Daí a minutos, para repasto ligeiro, chegavam à
hospedaria modesta de Aminadab, um seguidor das ideias novas.
À mesa, um certo Zadias, liberto de Cesareia, se pôs a
comentar os acontecimentos políticos da época. Indicou os erros e desmandos da
Corte Imperial, ao que Simão correspondeu, colaborando na poda verbalística.
Dignitários e filósofos, administradores e artistas de além-mar sofreram
apontamentos ferinos. Tibério foi invocado com impiedosas recriminações.
Finda a animada palestra, Jesus perguntou ao discípulo se
acaso estivera alguma vez em Roma.
O esclarecimento veio depressa:
– Nunca.
O Cristo sorriu e observou:
– Falaste com tamanha desenvoltura sobre o Imperador que
me pareceu estar diante de alguém que com ele houvesse privado intimamente.
Em seguida, acrescentou:
– Estejamos convictos de que a maledicência é algoz
terrível.
O pescador de Cafarnaum silenciou, desconcertado.
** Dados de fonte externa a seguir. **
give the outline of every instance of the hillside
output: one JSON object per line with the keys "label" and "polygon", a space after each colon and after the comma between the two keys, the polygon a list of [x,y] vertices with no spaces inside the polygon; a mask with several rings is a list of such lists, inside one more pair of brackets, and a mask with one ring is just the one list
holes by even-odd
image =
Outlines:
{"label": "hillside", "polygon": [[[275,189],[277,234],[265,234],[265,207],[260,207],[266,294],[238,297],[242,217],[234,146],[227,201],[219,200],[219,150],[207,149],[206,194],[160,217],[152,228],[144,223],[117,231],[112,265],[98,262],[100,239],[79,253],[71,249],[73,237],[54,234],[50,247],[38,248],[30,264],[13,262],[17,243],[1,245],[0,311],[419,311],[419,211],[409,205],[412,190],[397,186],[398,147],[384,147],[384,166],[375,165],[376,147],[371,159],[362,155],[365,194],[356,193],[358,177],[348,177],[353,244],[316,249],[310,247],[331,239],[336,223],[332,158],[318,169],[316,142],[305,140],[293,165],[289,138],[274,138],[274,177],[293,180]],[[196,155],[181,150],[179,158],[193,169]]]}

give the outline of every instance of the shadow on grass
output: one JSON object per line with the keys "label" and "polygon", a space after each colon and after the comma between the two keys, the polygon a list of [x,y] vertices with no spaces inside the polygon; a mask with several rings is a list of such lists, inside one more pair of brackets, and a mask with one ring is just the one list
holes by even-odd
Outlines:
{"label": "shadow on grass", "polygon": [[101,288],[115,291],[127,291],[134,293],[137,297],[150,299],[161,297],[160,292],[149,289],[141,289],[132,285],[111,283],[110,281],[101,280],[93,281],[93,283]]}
O Mestre contemplou a paisagem exterior, fitando a
posição do astro do dia, como a consultar o tempo, e, voltando-se para o companheiro invigilante , acentuou, bondoso :
– Pedro, há precisamente uma hora procuravas situar o
domicílio de nossos maiores adversários. De então para cá, cinco apareceram,
entre nós: o medo, a cólera, a dureza, a vaidade e maledicência... Como reconheces,
nossos piores inimigos moram em nosso próprio coração.
E, sorrindo, finalizou:
– Dentro de nós mesmos, será travada a guerra maior.
Do livro Luz Acima,
obra mediúnica psicografada pelo médium Francisco Cândido Xavier.